When I started: I’ve had this chronic disease for more than 10 years, but now I am just starting to focus on managing it. From meds to diet to a more holistic approach, this transformation is not only about what I am putting into my body, but it is also about how I see the world. I have to change my perspective on what stresses me out because I know stress is a trigger. I have to understand that vanity has to take a backseat when there are more pressing things to be concerned about. I have to remember that social media is full of unrealistic, unreal images that are nothing to aspire to.
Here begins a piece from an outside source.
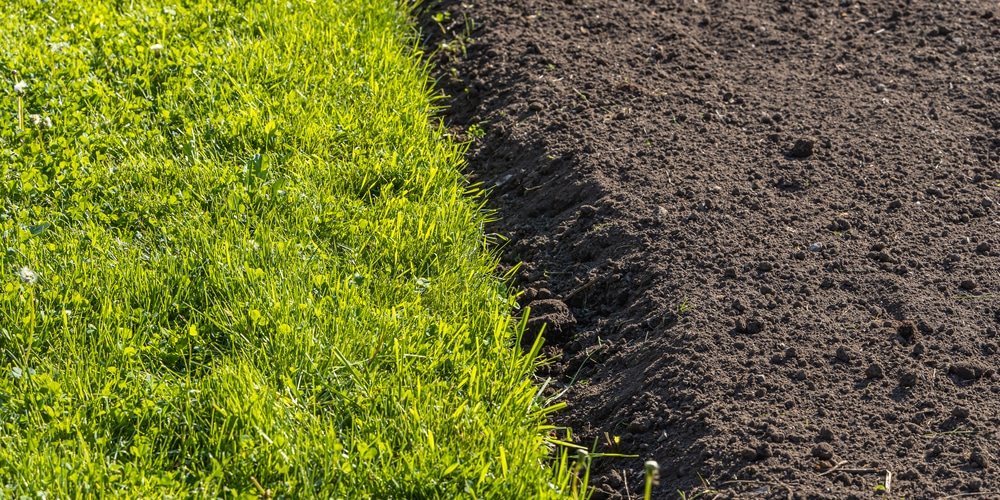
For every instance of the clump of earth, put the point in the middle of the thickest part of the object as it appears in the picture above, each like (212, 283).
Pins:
(764, 236)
The hardest part: Getting started and admitting that I truly did have a medical condition that needed attention, and it wasn’t just going to “go away” with time. My support system, their push to hold me accountable was what really made me take the next steps. The other part was deciding to not give other people’s opinions an ounce of my energy — because I didn’t have enough of it to begin with so I started using it for more useful things.
What I want everyone to know: I think this is the kind of thing many of us go through, but we don’t discuss it. I want people going through this to feel less alone. We don’t really say to people, “Wow, you’ve gained x pounds, and you look great. You must be feeling healthy.’ If you want your personal health or happiness to transform, go for it — and don’t stop until you feel you’ve made it. But don’t forget that you’re not only looking for the light. You also need to enjoy the signals sending you in the right direction.